I have a very frustrating issue with ISE 2.2 (patch 3).
When I run the downloaded Cisco Supplicant Provisioning Wizard (SPW) (MacOsXSP version 2.1.0.42) file it fails with "An SSL error has occured and a secure connection to the server cannot be made." and then quickly changes to "Unable to download Profile".
This is happening on 2 seperate ISE deployment, one standalone and one distributed. Other devices on-board ok. Certs on the distributed system are VeriSign signed.
Having the same problem on 2 different MacBooks
Any ideas before I raise a TAC?
11-02-2017 04:49 PM
has anyone found a resolution for this issue?
11-03-2017 07:24 AM - edited 11-03-2017 08:43 AM
I would go look if there's a new SPW package for MacOS available in ISE. There could be differences in your MacOS version that requires a newer SPW version.
11-08-2017 06:01 AM
Tried the latest SPW - MacOsXSPWizard 2.3.0.43 - and this also fails with the same.
11-08-2017 06:18 AM - edited 11-08-2017 06:19 AM
New with Mac high sierra is ATS (App Transport Security) which requires the App to support best practice HTTPS security which could be modified (but not recommended) in the Info.plist file on the mac. I tried the latest SPW also with the same results you had.
11-08-2017 09:29 AM
SOLVED: When the SPW connects to the ISE it does this over port 8905 and uses the PSN Admin certificate (there can only be one Admin tagged cert) to validate the SSL connection.
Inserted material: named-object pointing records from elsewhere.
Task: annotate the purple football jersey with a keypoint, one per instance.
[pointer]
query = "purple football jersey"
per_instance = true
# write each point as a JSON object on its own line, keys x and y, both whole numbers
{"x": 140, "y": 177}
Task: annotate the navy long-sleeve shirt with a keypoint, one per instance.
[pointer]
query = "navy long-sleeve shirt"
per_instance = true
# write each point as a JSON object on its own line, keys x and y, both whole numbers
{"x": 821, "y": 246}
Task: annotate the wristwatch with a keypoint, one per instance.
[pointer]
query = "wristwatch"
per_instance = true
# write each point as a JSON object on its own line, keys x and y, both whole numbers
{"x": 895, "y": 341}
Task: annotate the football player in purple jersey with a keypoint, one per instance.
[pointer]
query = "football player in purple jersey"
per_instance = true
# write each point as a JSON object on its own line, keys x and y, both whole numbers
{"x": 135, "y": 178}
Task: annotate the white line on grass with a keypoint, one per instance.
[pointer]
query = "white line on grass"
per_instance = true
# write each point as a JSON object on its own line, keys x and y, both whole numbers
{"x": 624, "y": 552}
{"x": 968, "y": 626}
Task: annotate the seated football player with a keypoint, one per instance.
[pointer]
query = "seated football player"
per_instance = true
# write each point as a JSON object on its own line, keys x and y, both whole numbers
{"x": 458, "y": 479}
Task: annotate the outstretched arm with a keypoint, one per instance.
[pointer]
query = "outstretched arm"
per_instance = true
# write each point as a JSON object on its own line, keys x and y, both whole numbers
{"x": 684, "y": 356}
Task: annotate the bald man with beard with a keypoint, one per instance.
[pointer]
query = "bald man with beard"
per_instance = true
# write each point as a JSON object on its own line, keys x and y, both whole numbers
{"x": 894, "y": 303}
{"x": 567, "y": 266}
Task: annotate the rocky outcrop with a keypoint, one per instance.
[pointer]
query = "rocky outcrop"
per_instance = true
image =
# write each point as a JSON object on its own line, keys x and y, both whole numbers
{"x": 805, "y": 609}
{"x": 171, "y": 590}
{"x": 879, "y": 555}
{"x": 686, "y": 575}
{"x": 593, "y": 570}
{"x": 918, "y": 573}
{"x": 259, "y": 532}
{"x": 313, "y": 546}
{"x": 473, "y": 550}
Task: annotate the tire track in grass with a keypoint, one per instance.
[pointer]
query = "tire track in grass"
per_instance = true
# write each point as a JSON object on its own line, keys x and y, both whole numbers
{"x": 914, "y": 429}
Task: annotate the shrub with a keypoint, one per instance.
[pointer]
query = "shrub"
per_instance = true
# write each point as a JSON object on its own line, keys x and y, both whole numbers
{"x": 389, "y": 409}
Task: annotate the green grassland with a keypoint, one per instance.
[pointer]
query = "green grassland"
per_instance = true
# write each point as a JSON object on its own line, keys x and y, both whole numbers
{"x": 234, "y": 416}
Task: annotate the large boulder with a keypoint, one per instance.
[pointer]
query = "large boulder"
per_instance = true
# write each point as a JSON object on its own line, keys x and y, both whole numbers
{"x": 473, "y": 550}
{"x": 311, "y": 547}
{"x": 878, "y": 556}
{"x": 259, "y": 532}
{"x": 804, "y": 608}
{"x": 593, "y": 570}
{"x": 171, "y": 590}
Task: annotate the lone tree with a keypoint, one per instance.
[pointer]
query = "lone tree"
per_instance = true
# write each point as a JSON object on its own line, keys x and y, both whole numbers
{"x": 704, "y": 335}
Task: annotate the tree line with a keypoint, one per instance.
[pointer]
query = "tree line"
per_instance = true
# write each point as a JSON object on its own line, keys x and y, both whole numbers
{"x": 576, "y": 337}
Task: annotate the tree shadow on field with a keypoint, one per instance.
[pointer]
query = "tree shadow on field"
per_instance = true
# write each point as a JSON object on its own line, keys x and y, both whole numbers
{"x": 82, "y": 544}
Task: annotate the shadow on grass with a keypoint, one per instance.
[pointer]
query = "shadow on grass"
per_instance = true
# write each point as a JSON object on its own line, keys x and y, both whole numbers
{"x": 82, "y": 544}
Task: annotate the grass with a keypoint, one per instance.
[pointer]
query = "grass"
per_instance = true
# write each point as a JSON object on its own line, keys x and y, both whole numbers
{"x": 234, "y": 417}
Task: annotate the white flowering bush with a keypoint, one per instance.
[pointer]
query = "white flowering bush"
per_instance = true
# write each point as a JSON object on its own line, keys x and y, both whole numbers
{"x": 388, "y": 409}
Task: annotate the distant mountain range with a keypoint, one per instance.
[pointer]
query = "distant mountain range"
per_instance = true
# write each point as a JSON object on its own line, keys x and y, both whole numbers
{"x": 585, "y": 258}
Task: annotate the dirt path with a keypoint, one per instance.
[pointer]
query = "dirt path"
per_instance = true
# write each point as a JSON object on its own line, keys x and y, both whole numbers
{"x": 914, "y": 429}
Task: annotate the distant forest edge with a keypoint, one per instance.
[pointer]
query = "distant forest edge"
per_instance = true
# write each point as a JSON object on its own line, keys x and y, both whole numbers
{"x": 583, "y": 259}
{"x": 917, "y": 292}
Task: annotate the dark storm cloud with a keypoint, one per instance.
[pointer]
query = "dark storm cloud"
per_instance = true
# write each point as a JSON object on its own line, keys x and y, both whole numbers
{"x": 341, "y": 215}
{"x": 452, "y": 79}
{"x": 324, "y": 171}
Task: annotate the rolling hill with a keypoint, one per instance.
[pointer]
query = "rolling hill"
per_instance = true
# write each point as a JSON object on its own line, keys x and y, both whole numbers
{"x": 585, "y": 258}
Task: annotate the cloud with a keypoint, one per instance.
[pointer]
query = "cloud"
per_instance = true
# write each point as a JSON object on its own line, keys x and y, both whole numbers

I both my cases the Admin tagged certificate was self-signed which the MacBook does not like. The Admin tagged cert has to be signed by a (public preferably) Certificate Authority (CA).
Either change the Admin tag to another signed cert (just a tick-box on the cert exercise then the ISE reboots) or have your Admin tagged cert signed by a CA.
Discover and save your favorite ideas. Come back to expert answers, step-by-step guides, recent topics, and more.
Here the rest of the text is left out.